Investment Management

About a year ago, I came across an illustration from JPMorgan’s Guide to the Markets that I found to be a very interesting way to look at the path traveled by investors.

Often, clients will look at the history of an investment and only see the final results, while overlooking the “roller coaster” ride they must sometimes endure to achieve those results.

Going back to 1980, JPMorgan details each calendar year’s result for the S&P 500 along with the largest intra-year drawdown experienced.  On average, the data shows that the S&P 500 has experienced roughly a 15% intra-year decline per year, despite generating positive calendar year returns roughly 75% of the time.

The smallest intra-year drawdown occurred in 1995, only declining 3%.  On the other extreme was the Global Financial Crisis in 2008, during which the S&P was down nearly 50% at its most extreme.

I think this is critical information for investors to think about.  In terms of setting expectations, if history provides any guide, investors need to be mentally prepared to endure at least:

  • 10% or greater declines each year
  • 10-20% declines at least once every two or three years
  • Greater than 20% declines at least once every five or six years

Now, looking at the data including 2017.  So far, we have experienced one of the lowest volatility markets in history and have experienced only positive months for the S&P 500 this year.  The biggest drawdown we have experienced has only been about 3%.

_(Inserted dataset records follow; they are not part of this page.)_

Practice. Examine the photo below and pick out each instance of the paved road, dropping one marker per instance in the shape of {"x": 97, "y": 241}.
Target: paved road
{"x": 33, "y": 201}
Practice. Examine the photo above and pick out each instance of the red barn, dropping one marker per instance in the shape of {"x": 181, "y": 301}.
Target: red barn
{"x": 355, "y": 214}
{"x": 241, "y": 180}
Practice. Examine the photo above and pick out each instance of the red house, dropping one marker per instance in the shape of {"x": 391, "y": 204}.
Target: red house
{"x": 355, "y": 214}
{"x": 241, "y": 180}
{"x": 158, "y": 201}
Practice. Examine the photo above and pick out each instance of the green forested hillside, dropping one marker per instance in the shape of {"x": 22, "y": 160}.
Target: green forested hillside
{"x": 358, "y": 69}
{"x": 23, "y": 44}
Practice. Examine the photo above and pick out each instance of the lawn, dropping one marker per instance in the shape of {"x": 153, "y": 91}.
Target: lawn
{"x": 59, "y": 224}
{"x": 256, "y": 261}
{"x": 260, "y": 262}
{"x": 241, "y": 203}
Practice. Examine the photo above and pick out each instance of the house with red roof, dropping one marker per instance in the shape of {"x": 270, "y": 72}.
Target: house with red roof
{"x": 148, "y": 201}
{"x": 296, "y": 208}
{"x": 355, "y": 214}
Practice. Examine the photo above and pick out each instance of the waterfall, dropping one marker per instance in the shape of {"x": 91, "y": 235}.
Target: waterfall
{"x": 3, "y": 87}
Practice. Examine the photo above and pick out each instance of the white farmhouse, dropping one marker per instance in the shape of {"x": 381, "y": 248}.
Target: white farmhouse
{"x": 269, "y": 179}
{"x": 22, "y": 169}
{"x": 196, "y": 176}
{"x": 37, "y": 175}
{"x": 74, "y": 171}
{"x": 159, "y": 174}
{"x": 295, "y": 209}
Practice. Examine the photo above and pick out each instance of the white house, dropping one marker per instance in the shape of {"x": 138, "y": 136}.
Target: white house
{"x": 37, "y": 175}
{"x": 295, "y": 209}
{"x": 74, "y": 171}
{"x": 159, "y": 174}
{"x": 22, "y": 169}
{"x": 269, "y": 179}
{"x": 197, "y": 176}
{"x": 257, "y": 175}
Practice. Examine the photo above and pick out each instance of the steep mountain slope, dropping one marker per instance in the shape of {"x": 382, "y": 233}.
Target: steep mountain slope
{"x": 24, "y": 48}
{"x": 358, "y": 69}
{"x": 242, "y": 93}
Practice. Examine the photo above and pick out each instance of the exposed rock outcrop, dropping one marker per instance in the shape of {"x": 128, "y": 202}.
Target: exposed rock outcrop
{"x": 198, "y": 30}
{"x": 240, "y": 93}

I know my gut reaction, and one I see in the headlines and hear frequently, is that we MUST now be overdue for a correction because of this, right? That reaction is natural human behavior.  Our minds want to find patterns and trends, where oftentimes there is no evidence that the trend is anything but random.  It is sort of like going to Vegas and seeing red hit on the roulette wheel 9 times in a row and just knowing that you should bet on black because it is “overdue”, even though mathematically you know the odds are still 50/50.

Going back to 1980, we only have one other point of comparison where the intra-year drawdown was only -3%, and that was back in 1995 (blue circle). Had an investor shied away from the market in 1995, because they felt that a correction was overdue and thought they should wait for it to occur before investing, they would have missed several strong years.  You can see the return for 1995 as whole, and the following 4 consecutive years all exceeded 20%.

Were there drawdowns?  Of course.  However, if the investor thought they should wait until a 10% pullback before investing, they would have waited until sometime in 1997 to get in.  Or maybe they thought about a 20% pullback as being their entry point, in which case they would have never invested until 2001, buying right into the collapse and falling further into 2002.

Will there be drawdowns going forward from here?  Of course.  That is one of the few things we can be fairly certain about.  It is exactly this volatility and risk that provide investors long-term excess returns from stocks.  However, quite simply, no one really knows when it will be, how big it will be, or how long it will last.

It is a bit of cliché, but we are firm believers that it is ultimately time in the markets, not timing the markets that leads to the attainment of investment goals.